Brexit bill may have broken international environment law, says UN
The British government may have breached a major "environmental democracy" law by failing to consult the public when drawing up Brexit legislation.
A UN-backed committee has confirmed it is considering a complaint from Friends of the Earth that the government’s EU withdrawal bill breached the Aarhus convention, which requires public consultation on any new environmental law.
Most of the UK’s environmental laws derive from or interact with EU law, and Friends of the Earth (FoE) has raised concerns that the bill gives ministers “unique and wide-ranging powers” to amend or delete EU-derived environmental law without public consultation, if ministers consider it appropriate.
According to Defra, “over 1,100 core pieces of directly applicable EU legislation and national implementing legislation” fall within the department’s remit.
The “polluter pays” principle and the precautionary principle could both be affected, as could the public’s ability to challenge changes to environmental laws.
William Rundle, lawyer for Friends of the Earth, said: “The government said Brexit was about taking back control, yet it has ignored the views of the UK people in taking it forwards. There has been no consultation on what the withdrawal bill could mean for the environment and environmental legal protections, or what is the best way forwards.
“The Aarhus convention requires effective consultation when new laws are being prepared that can significantly affect the environment, such as the EU withdrawal bill. This would have allowed environmental issues to be debated and understood, but also built democratic accountability and public confidence.
“The current approach by government in conducting Brexit fails to do this; they didn’t even try. Nobody thought Brexit would be easy, but the government cannot ignore its legal obligations, or the views of the people.”
According to the Aarhus convention’s three pillars, information relating to environmental legislation must be provided by public authorities “in a timely and transparent manner”, and the public must be allowed to participate in the development of new laws at an early stage of their preparation. The third pillar is public access to justice, should a party violate or fail to adhere to environmental law or the convention’s principles.

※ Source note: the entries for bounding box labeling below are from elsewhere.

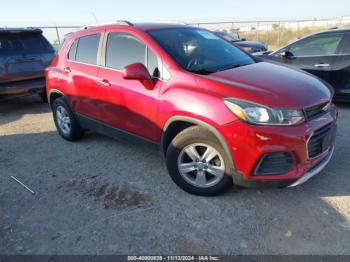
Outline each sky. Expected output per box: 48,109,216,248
0,0,350,26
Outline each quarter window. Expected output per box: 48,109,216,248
147,48,160,78
341,34,350,55
68,40,78,60
72,34,100,65
289,35,342,56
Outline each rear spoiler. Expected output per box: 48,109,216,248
0,27,43,34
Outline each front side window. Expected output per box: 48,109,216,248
148,28,255,74
106,33,146,70
106,33,160,77
289,35,342,56
75,34,100,65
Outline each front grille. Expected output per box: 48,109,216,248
304,102,331,120
308,123,336,158
254,152,294,176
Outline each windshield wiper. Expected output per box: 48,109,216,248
215,64,246,72
189,69,214,75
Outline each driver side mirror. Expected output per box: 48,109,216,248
280,50,294,59
123,63,154,90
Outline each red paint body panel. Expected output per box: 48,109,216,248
46,24,337,185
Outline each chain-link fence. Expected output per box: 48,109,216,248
16,16,350,50
191,16,350,50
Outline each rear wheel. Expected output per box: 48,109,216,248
52,97,84,141
167,126,233,196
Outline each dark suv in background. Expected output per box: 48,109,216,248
262,29,350,102
0,28,55,102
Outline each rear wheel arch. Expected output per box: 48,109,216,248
161,116,235,169
49,90,65,107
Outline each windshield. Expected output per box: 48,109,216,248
148,28,255,74
217,32,241,42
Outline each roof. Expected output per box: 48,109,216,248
134,23,191,31
79,21,191,31
0,27,43,34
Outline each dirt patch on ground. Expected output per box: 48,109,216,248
55,180,152,209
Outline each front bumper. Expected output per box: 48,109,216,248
219,107,338,188
289,147,334,187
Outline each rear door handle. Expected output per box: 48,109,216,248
315,63,330,68
98,79,111,87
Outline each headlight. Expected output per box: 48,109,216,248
243,47,252,53
224,98,305,126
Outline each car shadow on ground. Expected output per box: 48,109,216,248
0,130,350,254
0,95,51,126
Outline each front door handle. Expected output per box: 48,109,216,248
98,79,111,87
315,63,330,68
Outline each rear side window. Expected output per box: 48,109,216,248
0,33,53,55
289,34,342,56
74,34,100,65
106,33,146,70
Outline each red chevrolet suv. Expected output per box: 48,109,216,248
46,22,337,196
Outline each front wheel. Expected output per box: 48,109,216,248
167,126,233,196
52,97,84,141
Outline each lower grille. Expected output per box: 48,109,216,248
254,152,294,176
308,123,336,158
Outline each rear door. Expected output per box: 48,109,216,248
330,33,350,100
0,31,55,83
283,33,343,82
95,31,162,141
63,32,101,119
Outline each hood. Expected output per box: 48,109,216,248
199,62,332,109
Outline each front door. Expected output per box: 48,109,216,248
98,32,162,142
64,34,101,120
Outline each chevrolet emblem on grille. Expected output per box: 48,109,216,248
322,102,331,112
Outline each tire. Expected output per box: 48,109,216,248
39,90,48,104
52,97,84,141
166,126,233,196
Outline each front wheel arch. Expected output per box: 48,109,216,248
161,116,236,172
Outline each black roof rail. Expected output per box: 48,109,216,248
81,20,134,29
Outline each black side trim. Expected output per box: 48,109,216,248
76,114,160,151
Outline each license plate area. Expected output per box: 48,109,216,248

The government may have breached the convention in two ways, FoE says: by failing to set out a consistent legal framework to allow public participation in the preparation of new environmental legislation (article 3), and by not giving the public an opportunity to comment on the bill before it was presented to parliament to be made into law (article 8). FoE says the government failed to consult with the public, and by calling a snap election, any possible engagement with the bill’s white paper was prevented.
In a letter to Friends of the Earth, the Aarhus convention compliance committee says: “the committee has, on a preliminary basis, determined the communicant’s allegation concerning the preparation of the draft ‘great repeal bill’ and the alleged lack of a clear, transparent and consistent framework to implement article 8 … to be admissible”.
Michael Mason, associate professor at the London School of Economics, says the government remains legally bound by the Aarhus convention after withdrawal from the EU, and by abolishing laws relating to Aarhus provisions the UK would be in breach of the treaty.
He says: “The UK would not be able to cherry-pick provisions in the convention: the UK is either fully in or would have to pull out from the treaty. To stay in, the UK government will have to retain all EU-derived law implementing Aarhus obligations.
“A withdrawal from the Aarhus convention would be disastrous for UK environmental policy.”
A House of Lords report calls the EU withdrawal bill a “bill of the first order in terms of law-making powers being granted to ministers”. It says “this bill is expected to generate another 800 to 1,000 statutory instruments in the near future.”
The bill does not require that current environmental standards are maintained after Brexit, nor does it contain a general requirement that the public should be consulted on potentially significant changes to environmental legislation. It does not require ministers to replace the existing European commission complaints procedure on breaches of EU-derived environmental law, which is currently available to UK citizens free of charge. The UK government could still include a requirement for public consultation, however.
In February 2017, campaigners won a case against the Ministry of Justice over proposed changes to cost protection orders that could have made legal challenges to government over environmental issues too financially risky to pursue. A UN committee at the time criticised the government for failing to meet its legal obligations on access to justice under the Aarhus convention.
A government spokesperson said: “The purpose of the withdrawal bill is to provide a functioning statute book on the day we leave the EU – it is an essential bill in the national interest. While we can’t comment on proceedings, we believe we have complied with all of the relevant obligations in developing this crucial legislation and remain committed to maintaining the highest environmental standards. We will be submitting our full response in due course.”
The government now has until 5 June to provide its written response to the complaint. The committee will then decide whether the UK government is in breach of its obligations.